Non, justement, c’est ça la richesse du tango. Née du brassage des populations immigrées à la fin du XIXe siècle, le tango a été un langage universel pour des personnes déracinées – Italiens, Espagnols, Français entre autres – qui ne parlaient pas la même langue mais pouvaient se connecter par la danse. Dans l’abrazo, dans la milonga, la nationalité n’a plus vraiment d’importance : ce qui compte, c’est le partage. Ce qui peut être est différent c’est qu’en tant qu’étrangère, on peut comprendre la dimension sensorielle et émotive, mais la relation n’est pas la même. Le tango, ici, est bien plus qu’une danse : c’est une culture vivante.
Peux-tu nous rappeler un peu les origines du tango ? Selon toi, le tango est-il aujourd’hui présent dans toutes les couches de la société argentine, ou reste-t-il surtout concentré à Buenos Aires ?
Le tango est né de la rencontre des migrants et de la mixité culturelle à Buenos Aires, dans les quartiers populaires et les rues. Il était rythmé par des milongas et influencé par des instruments aujourd'hui disparus. Au fil du temps, le tango a évolué, notamment avec l'intégration du lunfardo, un argot de rue. À ses débuts il était mal perçu par la bourgeoisie, étant associé aux bas-fonds et aux maisons closes, où les hommes dansaient entre eux avant d'inviter des femmes. Au début du XXe siècle l’orchestre tango s'est transformé. Le tango s’est exporté en France, ce qui a permis de crée une réelle connexion entre les deux pays, ça a beaucoup contribué à l'acceptation du tango par la bourgeoisie argentine. Aujourd’hui, bien que largement démocratisé, le tango reste très ancré dans certaines communautés passionnées.
Le tango a souvent été perçu comme empreint de machisme. Comment la nouvelle génération participe-t-elle à faire évoluer les normes et les rôles traditionnels ?

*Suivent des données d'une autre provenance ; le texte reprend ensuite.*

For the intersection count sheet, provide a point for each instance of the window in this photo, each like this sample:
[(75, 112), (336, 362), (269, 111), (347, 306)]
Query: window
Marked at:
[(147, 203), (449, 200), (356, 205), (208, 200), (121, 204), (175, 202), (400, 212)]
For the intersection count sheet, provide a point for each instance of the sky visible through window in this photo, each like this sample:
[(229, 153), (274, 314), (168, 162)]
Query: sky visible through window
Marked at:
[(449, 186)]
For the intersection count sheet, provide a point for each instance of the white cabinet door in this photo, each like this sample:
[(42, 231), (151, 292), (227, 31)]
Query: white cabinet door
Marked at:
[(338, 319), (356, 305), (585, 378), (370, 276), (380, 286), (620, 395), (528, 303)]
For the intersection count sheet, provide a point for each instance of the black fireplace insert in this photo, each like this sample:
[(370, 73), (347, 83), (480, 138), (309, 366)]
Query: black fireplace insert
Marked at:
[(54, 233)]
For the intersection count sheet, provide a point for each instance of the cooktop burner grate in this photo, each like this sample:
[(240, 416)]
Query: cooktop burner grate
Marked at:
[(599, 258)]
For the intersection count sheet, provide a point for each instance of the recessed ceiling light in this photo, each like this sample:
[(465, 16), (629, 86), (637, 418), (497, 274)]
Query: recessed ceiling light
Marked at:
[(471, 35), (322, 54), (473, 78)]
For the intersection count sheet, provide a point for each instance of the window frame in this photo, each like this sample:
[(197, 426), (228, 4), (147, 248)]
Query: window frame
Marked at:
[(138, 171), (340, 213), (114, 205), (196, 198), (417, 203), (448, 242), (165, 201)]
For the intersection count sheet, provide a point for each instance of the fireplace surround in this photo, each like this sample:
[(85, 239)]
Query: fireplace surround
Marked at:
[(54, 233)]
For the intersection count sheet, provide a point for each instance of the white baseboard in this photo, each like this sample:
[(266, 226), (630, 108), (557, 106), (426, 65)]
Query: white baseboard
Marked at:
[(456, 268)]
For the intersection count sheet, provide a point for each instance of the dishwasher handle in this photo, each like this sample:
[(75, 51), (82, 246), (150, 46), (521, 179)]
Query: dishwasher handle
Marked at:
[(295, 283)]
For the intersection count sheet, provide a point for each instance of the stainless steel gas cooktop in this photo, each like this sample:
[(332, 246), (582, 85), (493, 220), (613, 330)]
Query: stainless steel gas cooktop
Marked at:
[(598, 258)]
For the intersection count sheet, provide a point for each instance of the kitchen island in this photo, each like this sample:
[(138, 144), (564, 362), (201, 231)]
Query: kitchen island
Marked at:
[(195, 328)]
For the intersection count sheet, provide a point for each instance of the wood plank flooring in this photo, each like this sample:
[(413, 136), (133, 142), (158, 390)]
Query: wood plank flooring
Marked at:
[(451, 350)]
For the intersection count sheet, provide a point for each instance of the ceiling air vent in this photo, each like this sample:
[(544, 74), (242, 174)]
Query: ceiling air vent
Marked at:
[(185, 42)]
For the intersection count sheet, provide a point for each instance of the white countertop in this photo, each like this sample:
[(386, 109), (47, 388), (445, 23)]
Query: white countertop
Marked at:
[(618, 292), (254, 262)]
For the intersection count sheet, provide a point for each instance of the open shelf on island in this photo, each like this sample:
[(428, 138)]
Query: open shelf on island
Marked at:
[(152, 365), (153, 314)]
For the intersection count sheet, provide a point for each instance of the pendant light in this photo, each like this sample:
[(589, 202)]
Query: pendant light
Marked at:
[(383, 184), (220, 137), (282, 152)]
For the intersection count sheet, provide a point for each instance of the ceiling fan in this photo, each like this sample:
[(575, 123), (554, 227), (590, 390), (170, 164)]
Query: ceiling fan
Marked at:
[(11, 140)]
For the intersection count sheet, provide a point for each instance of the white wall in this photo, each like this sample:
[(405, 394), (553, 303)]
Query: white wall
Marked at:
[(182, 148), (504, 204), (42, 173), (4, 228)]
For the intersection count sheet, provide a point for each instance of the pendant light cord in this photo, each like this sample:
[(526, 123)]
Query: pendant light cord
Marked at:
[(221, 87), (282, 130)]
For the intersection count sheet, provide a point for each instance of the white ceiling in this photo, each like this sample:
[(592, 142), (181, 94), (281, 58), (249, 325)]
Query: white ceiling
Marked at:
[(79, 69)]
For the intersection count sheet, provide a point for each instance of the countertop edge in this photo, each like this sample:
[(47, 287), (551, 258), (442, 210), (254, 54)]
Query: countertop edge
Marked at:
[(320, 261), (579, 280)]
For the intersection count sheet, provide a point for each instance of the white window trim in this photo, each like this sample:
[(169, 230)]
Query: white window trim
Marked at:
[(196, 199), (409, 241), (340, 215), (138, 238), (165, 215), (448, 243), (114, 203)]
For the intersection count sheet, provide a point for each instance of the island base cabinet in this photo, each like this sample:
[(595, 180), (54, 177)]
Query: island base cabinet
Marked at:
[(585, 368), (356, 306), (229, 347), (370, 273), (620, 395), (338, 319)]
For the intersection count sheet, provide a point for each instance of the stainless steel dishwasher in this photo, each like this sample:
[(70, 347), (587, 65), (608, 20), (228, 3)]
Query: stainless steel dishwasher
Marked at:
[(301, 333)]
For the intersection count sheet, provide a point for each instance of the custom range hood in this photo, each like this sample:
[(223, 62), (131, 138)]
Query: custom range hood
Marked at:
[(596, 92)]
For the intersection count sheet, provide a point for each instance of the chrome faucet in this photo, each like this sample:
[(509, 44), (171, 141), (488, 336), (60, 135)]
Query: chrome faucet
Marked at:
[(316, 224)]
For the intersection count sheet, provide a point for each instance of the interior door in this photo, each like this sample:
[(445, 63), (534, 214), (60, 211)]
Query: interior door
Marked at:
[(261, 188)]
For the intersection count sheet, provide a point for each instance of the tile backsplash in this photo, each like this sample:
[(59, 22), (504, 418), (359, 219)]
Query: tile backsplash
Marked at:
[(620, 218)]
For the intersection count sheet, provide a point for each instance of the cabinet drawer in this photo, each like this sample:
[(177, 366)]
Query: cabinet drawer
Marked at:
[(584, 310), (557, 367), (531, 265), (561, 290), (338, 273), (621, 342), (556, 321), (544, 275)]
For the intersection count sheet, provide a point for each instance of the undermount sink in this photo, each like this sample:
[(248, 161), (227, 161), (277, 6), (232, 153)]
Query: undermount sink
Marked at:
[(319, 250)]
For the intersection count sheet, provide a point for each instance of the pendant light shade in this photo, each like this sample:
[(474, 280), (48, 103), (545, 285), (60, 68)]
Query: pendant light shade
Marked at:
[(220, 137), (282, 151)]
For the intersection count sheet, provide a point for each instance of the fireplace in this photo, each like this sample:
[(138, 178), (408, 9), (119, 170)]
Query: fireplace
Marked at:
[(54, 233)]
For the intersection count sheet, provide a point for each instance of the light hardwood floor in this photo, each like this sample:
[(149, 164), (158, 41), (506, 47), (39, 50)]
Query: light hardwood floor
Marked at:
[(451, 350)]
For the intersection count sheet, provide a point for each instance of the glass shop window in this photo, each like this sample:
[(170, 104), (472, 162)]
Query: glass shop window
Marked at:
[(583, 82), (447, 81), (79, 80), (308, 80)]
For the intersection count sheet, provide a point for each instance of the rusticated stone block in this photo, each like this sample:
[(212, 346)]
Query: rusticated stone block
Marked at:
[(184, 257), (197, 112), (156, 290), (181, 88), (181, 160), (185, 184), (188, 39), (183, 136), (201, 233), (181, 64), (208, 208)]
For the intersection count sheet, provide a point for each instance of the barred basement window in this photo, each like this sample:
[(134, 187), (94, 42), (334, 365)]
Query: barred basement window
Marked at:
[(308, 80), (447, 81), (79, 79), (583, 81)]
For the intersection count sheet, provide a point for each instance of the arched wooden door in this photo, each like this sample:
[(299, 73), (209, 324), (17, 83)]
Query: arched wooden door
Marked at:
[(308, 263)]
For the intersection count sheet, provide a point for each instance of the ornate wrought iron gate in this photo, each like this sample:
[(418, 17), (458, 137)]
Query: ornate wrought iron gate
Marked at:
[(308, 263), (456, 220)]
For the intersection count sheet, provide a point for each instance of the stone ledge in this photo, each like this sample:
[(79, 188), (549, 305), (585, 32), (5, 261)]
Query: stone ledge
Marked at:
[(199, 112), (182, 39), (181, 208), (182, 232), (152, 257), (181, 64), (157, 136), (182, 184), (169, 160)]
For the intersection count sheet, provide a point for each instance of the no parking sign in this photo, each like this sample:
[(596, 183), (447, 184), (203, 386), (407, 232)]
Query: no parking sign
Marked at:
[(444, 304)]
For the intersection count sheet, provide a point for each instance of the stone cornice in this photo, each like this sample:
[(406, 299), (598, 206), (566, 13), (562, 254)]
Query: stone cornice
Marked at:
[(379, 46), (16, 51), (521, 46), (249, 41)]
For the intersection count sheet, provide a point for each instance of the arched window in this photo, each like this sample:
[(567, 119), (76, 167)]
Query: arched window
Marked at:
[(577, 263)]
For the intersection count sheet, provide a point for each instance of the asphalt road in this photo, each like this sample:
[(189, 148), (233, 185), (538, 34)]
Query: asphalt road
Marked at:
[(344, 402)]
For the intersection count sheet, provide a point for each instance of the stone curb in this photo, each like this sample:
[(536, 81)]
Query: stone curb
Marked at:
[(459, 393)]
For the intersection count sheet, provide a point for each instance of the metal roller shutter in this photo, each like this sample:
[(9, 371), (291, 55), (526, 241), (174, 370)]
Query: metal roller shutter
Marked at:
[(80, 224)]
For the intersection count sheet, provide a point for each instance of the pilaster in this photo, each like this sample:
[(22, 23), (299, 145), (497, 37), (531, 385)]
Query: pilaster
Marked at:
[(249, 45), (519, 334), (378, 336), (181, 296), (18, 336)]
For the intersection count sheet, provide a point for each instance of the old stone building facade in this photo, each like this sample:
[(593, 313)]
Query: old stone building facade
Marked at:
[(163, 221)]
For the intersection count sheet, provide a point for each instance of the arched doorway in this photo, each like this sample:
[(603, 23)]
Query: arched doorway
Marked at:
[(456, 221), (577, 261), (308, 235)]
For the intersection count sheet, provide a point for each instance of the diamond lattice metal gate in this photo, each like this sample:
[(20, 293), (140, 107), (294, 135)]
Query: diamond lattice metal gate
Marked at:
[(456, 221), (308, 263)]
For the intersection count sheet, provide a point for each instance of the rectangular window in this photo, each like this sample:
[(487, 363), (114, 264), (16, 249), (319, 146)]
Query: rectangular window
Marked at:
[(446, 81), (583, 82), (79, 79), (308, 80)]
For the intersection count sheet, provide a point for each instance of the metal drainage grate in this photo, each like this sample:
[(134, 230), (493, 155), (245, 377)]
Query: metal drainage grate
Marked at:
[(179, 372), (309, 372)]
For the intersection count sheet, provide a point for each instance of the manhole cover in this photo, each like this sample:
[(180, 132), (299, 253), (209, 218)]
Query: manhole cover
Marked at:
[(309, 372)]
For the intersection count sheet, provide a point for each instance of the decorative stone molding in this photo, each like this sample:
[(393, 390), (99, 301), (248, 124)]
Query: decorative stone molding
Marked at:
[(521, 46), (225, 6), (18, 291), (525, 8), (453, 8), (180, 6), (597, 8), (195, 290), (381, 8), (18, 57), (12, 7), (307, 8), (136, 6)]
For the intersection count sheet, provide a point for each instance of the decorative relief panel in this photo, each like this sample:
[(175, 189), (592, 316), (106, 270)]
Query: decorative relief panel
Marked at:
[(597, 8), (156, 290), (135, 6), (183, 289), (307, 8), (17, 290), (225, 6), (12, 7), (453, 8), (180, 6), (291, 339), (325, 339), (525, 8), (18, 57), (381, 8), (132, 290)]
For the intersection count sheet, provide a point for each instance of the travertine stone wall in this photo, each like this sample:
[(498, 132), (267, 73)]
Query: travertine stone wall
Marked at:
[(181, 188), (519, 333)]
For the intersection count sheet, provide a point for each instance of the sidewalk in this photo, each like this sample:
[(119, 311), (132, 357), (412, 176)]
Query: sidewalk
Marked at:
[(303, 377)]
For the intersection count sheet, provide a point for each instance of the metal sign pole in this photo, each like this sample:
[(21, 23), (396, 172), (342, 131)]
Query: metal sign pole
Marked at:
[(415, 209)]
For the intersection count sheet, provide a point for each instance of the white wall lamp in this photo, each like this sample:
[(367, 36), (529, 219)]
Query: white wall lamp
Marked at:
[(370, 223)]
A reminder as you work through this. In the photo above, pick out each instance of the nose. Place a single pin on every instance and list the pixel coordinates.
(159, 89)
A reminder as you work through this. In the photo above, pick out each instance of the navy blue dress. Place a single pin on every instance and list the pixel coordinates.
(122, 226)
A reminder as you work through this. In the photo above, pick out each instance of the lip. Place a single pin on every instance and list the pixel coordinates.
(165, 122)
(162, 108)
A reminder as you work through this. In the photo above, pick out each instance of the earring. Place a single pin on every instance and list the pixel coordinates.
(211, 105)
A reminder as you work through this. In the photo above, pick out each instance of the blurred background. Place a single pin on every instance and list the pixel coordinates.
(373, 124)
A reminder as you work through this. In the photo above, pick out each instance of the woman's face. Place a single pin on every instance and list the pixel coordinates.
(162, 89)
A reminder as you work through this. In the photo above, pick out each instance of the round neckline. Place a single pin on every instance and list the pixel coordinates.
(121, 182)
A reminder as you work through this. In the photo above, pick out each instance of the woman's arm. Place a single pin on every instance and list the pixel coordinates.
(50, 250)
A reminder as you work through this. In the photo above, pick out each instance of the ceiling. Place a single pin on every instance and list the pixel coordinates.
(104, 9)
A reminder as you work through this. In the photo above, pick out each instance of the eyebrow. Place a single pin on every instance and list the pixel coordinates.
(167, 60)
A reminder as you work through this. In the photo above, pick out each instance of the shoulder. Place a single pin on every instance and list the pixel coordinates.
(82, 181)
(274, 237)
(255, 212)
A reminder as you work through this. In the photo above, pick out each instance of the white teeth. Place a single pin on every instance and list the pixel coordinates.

Il y a un vrai soutien de la communauté tango envers les nouvelles formes d'expression et une remise en question des normes qui ne sont plus acceptées aujourd’hui. Cela permet un renouveau. Le tango queer, par exemple, propose une approche sans rôles de genre fixes : chacun·e peut guider ou suivre, peu importe son identité de genre.
Quels sont les prochains événements ou compétitions auxquels vous allez participer ?
Aujourd'hui on est dans plusieurs compagnies, dont la compagnie Dinzel, qu’on a intégré en 2022, et avec laquelle nous continuons aujourd’hui notre chemin dans le tango. Nous poursuivons aussi sur le plan des compétitions : en mai 2024, nous avons été demi-finalistes du Campeonato de la Ciudad, un festival majeur ici à Buenos Aires, et nous préparons actuellement le Championnat mondial prévu pour la fin août.